And the Shadow Prince was…

Humming?!!

Yes! He stood there, and he was humming something. It was… Tim knew this. It was the song, Raining in Nagarythe. He had heard it just a few days before. A lifetime ago. The Shadow Prince was humming that old Nagarathi ballad as he stood beneath the coming rain, eyes closed….

And then the greatblade Spite swept from its sheath, extending a full reach out to the side, perfectly parallel to the ground. And the elf lord stepped forward, and spun about with the blade extended, and he….

Hummed that song!!

Tim stared in amazement. Watched in a fascinated horror as the flight of arrows, as thick as gnats in the summer lowlands, descend in a continuous rain of volleys. Watched as this mad lord stood their eyes closed, humming that old camp song, and…danced. Danced with the blade beside him, turning and whirling and twisting and spinning. The blade flashed and reached and swung and twisted, in flickers of silver light and whistling. The mad elf dancing to an old tune at the center of it.

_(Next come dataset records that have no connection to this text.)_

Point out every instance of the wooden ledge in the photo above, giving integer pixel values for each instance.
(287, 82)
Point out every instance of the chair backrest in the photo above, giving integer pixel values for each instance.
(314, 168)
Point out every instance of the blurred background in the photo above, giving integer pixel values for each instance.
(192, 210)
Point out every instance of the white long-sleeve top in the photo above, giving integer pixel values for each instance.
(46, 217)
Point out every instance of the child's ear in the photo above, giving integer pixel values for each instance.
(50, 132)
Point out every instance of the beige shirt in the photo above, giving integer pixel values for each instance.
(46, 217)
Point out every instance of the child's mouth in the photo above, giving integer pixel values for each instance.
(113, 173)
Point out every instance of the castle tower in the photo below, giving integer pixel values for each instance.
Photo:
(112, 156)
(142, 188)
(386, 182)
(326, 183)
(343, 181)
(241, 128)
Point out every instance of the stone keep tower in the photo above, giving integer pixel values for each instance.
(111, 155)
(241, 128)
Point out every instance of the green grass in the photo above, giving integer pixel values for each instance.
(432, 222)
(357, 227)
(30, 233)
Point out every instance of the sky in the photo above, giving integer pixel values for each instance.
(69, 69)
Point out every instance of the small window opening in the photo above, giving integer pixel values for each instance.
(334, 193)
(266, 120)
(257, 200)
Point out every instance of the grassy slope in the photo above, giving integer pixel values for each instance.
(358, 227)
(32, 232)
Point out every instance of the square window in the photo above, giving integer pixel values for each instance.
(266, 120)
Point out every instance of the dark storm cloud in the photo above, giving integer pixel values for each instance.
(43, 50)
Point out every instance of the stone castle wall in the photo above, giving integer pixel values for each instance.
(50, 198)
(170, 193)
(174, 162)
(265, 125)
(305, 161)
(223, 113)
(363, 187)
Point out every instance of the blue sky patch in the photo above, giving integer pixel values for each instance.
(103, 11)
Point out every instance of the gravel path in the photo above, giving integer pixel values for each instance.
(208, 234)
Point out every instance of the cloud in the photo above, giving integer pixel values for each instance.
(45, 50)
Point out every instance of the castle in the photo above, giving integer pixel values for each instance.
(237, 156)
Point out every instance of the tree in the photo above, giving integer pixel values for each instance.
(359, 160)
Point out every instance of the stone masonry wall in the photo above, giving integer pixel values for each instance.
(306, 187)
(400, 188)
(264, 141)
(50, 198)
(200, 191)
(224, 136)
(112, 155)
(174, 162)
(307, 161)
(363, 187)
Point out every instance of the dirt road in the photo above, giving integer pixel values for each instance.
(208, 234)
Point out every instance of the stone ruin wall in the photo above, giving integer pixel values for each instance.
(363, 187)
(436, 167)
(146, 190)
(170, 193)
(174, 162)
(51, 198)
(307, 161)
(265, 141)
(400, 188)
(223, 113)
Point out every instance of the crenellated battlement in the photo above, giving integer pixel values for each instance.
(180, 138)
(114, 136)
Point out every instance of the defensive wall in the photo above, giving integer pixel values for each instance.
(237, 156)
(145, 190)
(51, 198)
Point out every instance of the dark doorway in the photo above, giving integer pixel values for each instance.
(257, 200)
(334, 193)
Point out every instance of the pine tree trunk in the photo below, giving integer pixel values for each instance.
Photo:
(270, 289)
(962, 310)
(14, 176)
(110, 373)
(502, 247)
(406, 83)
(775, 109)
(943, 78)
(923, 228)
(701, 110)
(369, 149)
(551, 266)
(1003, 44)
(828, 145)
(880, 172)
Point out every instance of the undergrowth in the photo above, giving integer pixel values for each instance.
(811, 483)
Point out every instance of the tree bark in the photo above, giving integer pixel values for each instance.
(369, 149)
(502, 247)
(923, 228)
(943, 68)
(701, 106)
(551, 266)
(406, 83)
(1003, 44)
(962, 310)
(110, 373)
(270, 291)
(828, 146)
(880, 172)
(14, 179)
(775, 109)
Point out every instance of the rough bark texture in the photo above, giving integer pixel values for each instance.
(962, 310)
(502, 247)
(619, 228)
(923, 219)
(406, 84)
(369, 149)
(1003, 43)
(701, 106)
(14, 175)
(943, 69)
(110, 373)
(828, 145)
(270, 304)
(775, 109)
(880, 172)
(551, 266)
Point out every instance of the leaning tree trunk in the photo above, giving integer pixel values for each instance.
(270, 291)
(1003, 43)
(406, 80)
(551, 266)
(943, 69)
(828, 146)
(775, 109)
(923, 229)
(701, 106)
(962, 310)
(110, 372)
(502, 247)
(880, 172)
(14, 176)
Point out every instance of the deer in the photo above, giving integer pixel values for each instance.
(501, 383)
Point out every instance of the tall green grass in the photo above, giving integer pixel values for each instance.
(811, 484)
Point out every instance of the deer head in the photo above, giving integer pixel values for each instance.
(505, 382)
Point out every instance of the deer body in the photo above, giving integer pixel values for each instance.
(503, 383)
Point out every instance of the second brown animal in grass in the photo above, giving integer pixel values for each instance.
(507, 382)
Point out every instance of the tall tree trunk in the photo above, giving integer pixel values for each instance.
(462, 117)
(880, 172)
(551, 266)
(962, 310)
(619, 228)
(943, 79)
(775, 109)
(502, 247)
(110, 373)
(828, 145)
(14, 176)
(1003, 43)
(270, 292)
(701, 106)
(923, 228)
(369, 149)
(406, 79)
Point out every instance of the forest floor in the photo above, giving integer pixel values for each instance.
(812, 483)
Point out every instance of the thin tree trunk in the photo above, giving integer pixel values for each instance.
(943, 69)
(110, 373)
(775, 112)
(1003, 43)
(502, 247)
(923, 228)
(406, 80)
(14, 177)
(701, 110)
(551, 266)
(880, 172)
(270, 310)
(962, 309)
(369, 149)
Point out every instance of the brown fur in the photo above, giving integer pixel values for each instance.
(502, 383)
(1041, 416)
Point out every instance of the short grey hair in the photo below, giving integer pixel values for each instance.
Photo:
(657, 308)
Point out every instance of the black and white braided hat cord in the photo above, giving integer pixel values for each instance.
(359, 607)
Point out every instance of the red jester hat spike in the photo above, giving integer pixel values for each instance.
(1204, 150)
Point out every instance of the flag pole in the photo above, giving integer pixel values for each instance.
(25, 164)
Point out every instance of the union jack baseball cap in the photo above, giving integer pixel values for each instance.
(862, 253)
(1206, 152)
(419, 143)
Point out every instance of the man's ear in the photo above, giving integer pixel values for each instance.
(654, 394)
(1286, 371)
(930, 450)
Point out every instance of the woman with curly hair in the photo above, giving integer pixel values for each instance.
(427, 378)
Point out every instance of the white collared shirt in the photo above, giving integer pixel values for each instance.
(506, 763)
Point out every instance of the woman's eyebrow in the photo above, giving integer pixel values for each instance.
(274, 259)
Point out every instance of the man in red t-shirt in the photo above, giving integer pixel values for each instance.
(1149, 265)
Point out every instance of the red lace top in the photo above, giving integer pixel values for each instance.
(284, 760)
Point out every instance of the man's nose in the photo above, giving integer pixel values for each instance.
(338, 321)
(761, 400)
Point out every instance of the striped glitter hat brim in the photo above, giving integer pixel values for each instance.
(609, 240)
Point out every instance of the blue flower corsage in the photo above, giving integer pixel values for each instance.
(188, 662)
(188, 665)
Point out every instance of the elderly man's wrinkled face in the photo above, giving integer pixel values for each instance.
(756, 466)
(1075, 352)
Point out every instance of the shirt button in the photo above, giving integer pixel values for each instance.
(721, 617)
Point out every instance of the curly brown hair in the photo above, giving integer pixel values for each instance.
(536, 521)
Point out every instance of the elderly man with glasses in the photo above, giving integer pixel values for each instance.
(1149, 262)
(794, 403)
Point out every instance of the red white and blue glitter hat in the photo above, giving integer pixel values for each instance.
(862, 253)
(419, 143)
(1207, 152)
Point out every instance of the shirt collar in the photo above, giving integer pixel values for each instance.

And then the rain was there, Tim cried out and closed his eyes, and when he opened them….

He yet lived. He blinked. The ground about him was littered with split arrows, cut in two and shattered by the force of the greatsword’s steel.

And there was Palin’Tanith looking down at his own unpierced body, and at the ground around him. His fingers picked up one of the shattered hafts. “Son of a….” the old Rover gasped. There was awe on that ancient scarred face.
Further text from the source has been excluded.